Peter Maude Fine Wines
2022, Domaine Chandon de Briailles, PERNAND-VERGELESSES, 1er Cru, 'Ile de Vergelesses'
$158.70 inc. GST
The 2022 Pernand-Vergelesses Ile de Vergelesses 1er Cru came directly from a barrel that had not been racked. This explains why it is quite backward on the nose, with touches of blackberry and bilberry, quite a heightened marine influence, and hints of oyster shell coming through with time. The medium-bodied palate has impressive volume and fine tannins, a little fleshier than Chandon des Briailles' other cuvées with a bright, slightly peppery finish. This is contemporary Pernand firing on all cylinders. 92-94 Neal Martin, Vinous (2023).

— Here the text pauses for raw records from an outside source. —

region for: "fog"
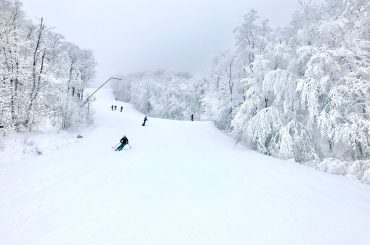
[22,0,318,82]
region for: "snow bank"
[305,158,370,184]
[0,131,81,164]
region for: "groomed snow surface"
[0,90,370,245]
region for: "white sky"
[22,0,320,81]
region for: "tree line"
[114,0,370,182]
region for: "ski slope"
[0,90,370,245]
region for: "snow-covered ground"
[0,90,370,245]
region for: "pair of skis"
[112,143,132,151]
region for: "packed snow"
[0,90,370,245]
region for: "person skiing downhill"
[142,116,148,126]
[116,135,129,151]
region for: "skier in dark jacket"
[142,116,148,126]
[116,135,129,151]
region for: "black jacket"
[120,137,128,145]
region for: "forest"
[0,0,96,134]
[113,0,370,183]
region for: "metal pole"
[81,77,123,107]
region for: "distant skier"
[142,116,148,127]
[116,135,129,151]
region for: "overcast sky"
[22,0,319,81]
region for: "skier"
[141,116,148,127]
[116,135,129,151]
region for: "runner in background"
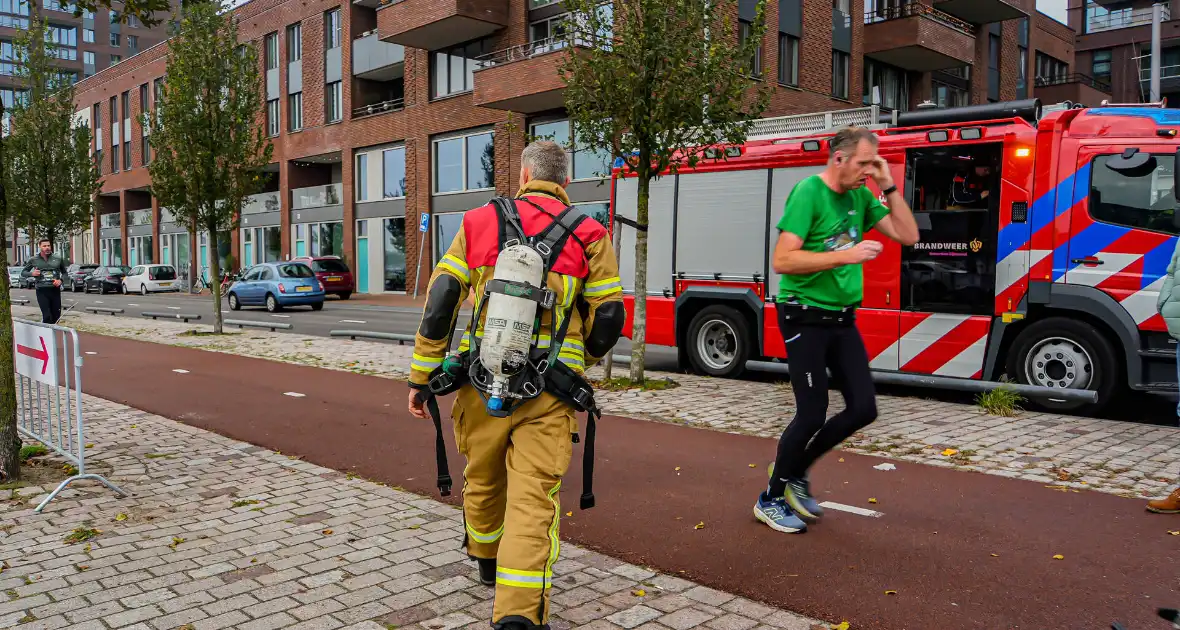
[754,127,918,533]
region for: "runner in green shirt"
[754,129,918,533]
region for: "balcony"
[376,0,509,51]
[1086,5,1172,34]
[865,1,975,72]
[933,0,1035,24]
[353,28,406,81]
[291,184,343,210]
[472,38,570,113]
[1034,72,1110,107]
[242,192,282,215]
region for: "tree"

Always the insider's choice at this address, the 2022 Pernand-Vergelesses 1er Cru Ile de Vergelesses unwinds in the glass with aromas of sweet cherries and plums mingled with rose petals and liquorice. Medium to full-bodied, ample and velvety, with a fleshy core of fruit that nicely cloaks its fine but chalky structuring tannins, it exhibits excellent potential. 92-94 William Kelley, Wine Advocate (2024).
Still in barrel, unracked. The holding, three hectares planted to pinot, consists of one hectare of old vines from 1961, the rest mostly 30 to 40 years old. There is a little more density to the colour, and certainly a most profound bouquet which shows more classical fruit and less the effects of vinifying with whole bunches. 15% new wood shows a little in its extreme youth. A spicy dark fruited finish. Very good. **** 91-93 Jasper Morris, Inside Burgundy (2023).
An overtly floral-suffused array speaks of violet, rose petal, lilac, humus and a plethora of red berries. The rich, succulent and concentrated larger-scaled flavours brim with an almost pungent minerality while displaying focused power on the compact, serious, austere and impressively long finale. Patience absolutely necessary. 91-93 Allen Meadows, Burghound (2024).